La parution d’un livre amène lecteurs, journalistes et libraires à réagir, pour divers motifs, en publiant leurs recensions ou leurs réactions personnelles après leur lecture. Si, plus de cinquante ans après sa parution, on établissait le décompte des nombreuses recensions que le premier ouvrage de Jean-Paul Desbiens, Les insolences du Frère Untel, a connues depuis son lancement du 6 septembre 1960 jusqu’à nos jours, leur nombre et leur variété susciteraient l'étonnement! Si on les classait ensuite selon trois catégories : virulentes à l’excès, louangeuses à l’excès, bien équilibrées, on serait bien surpris devant ce classement. Il resterait à nous poser une question : comment est-il possible qu’un même livre soit jugé par ses lecteurs selon une gamme d’appréciations aussi disparates? Car nous sommes ici, en effet, devant trois clans bien campés : les sympa, les contra et les juxta modum!

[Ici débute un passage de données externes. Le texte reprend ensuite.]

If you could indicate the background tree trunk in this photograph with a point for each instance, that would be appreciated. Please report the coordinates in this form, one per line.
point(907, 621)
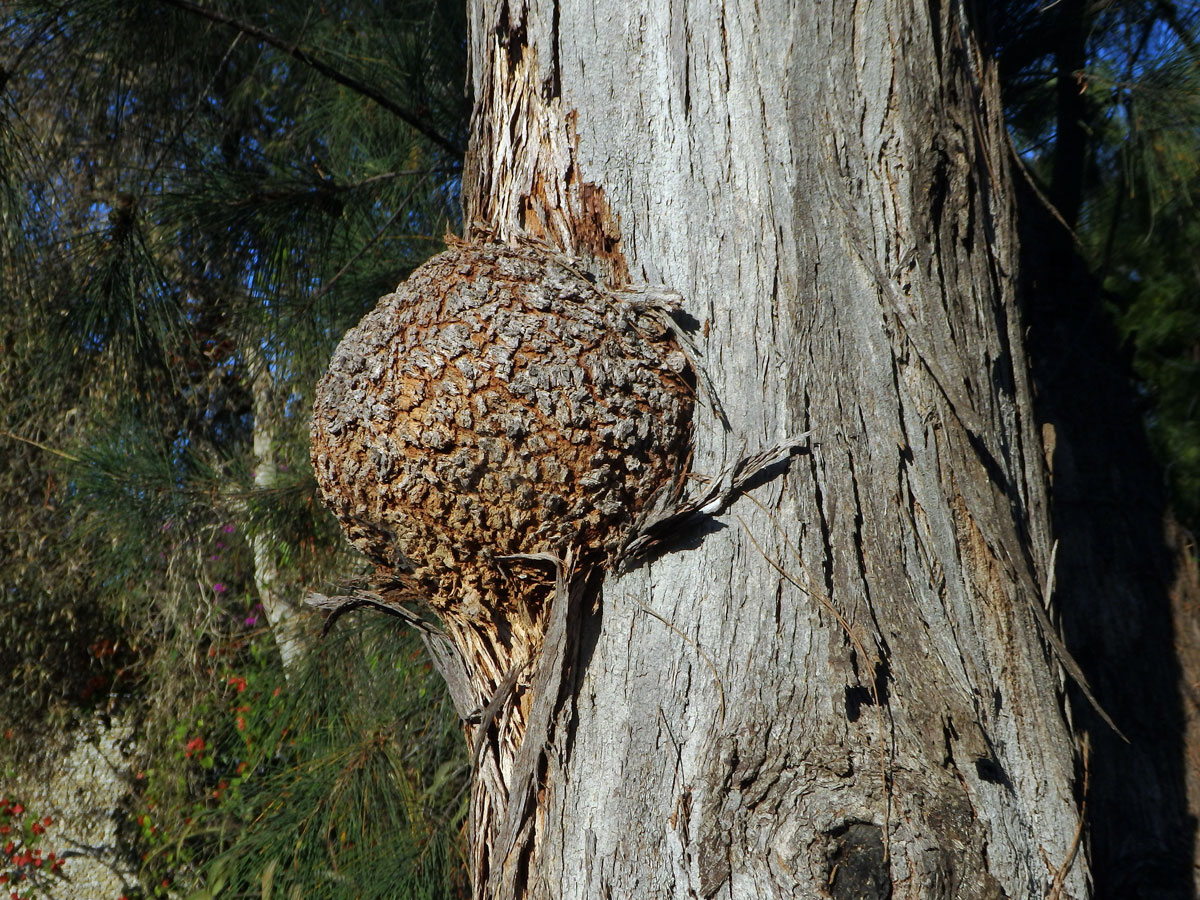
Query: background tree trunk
point(840, 687)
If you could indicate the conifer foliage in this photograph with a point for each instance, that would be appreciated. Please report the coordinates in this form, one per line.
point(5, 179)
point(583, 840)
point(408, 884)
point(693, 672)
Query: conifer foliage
point(196, 202)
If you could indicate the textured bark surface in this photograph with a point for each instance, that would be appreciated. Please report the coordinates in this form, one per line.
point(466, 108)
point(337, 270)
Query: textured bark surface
point(1127, 582)
point(497, 413)
point(841, 689)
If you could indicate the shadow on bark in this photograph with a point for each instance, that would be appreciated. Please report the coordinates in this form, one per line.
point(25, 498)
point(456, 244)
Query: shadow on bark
point(1119, 569)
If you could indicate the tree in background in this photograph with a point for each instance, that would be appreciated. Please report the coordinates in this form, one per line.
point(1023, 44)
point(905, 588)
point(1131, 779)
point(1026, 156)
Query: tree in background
point(197, 199)
point(196, 202)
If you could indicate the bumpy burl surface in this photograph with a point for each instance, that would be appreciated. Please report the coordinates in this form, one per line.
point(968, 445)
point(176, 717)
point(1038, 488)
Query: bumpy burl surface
point(498, 403)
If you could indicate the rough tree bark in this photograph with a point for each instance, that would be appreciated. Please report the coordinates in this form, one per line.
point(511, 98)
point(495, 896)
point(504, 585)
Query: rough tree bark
point(837, 684)
point(843, 688)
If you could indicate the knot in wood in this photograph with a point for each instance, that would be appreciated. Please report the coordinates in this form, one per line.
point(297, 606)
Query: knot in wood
point(498, 402)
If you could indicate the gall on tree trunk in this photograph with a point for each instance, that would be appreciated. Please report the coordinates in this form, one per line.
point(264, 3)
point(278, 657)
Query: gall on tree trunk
point(840, 687)
point(837, 683)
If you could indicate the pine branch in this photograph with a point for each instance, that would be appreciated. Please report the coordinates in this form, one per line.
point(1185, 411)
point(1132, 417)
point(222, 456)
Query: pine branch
point(324, 69)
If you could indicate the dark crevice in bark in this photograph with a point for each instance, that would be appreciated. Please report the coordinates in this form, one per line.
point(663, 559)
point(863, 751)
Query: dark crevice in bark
point(858, 863)
point(1114, 573)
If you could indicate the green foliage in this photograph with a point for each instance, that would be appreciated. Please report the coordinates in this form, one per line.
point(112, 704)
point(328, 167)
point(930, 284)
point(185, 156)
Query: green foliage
point(334, 783)
point(196, 202)
point(1135, 97)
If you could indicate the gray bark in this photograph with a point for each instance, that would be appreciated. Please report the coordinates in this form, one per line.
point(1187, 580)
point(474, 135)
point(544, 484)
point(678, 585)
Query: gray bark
point(841, 688)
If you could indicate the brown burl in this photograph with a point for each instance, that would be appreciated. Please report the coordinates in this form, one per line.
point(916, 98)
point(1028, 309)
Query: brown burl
point(499, 403)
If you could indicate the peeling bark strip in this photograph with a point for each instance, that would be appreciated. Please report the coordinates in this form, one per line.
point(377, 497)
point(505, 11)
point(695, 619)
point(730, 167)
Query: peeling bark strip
point(497, 413)
point(521, 177)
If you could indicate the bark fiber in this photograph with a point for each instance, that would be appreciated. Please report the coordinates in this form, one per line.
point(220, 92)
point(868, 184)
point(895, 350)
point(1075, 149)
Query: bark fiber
point(840, 687)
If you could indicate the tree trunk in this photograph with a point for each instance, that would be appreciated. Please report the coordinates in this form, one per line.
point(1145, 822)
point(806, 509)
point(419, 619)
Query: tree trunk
point(841, 687)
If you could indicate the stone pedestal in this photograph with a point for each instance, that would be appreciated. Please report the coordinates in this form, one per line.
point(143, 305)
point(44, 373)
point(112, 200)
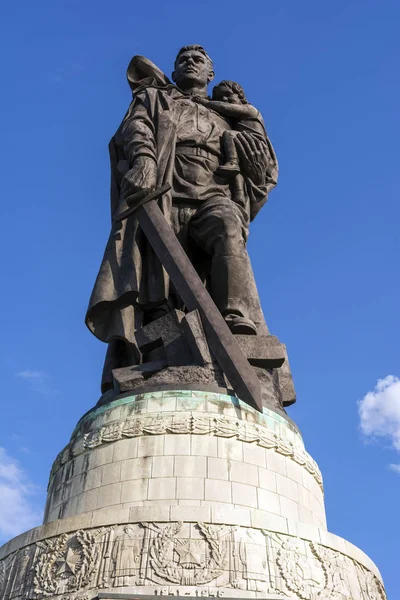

Cinquante ans après sa publication, nous venons de prendre connaissance récemment d’une recension des Insolences, une recension d’un équilibre remarquable. Nous vous présentons ce document où vous trouverez une première réponse à la question qu’on vient de soulever. J’estime que ce texte pondéré est un choix excellent et pertinent comme présentation équilibré de ce petit livre.

Je remercie cet ami de Jean-Paul Desbiens de m’avoir communiqué le texte nuancé que je vous invite à parcourir. Il s’agit d’un éditorial de l’émission télévisée TERRE NOUVELLE, de Radio-Canada, émission diffusée le dimanche 4 décembre 1960, donc trois mois après la publication des Insolences.

Le texte qui suit a été lu à la télévision par l’auteur lui-même, Marcel Brisebois, prêtre du diocèse de Valleyfield, journaliste.

« Le Père Régis affirmait récemment à la télévision que les "Insolences du Frère Untel" sont un diagnostic de la mentalité canadienne-française. C’est avec un enthousiasme souvent quasi délirant que beaucoup ont accueilli ce volume. D’autres, au contraire, se sont durcis de crainte, de mépris ou de colère. N’est-il pas étonnant qu’un livre au fond si simple, si détaché et honnête, suscite des réactions aussi vives? L’accueil réservé à ce volume n’est-il pas lui-même un diagnostic de notre communauté ? De ce besoin qu’ont certains de respirer un air plus frais, d’entendre un autre son de cloche, de voir transformer les cadres qui marquent notre vie. De la crainte aussi éprouvée par d’autres que des transformations trop hâtives et trop radicales ne respectent pas suffisamment nos caractéristiques propres. Mais plus profondément peut-être, diagnostic de notre gêne à aborder certains problèmes.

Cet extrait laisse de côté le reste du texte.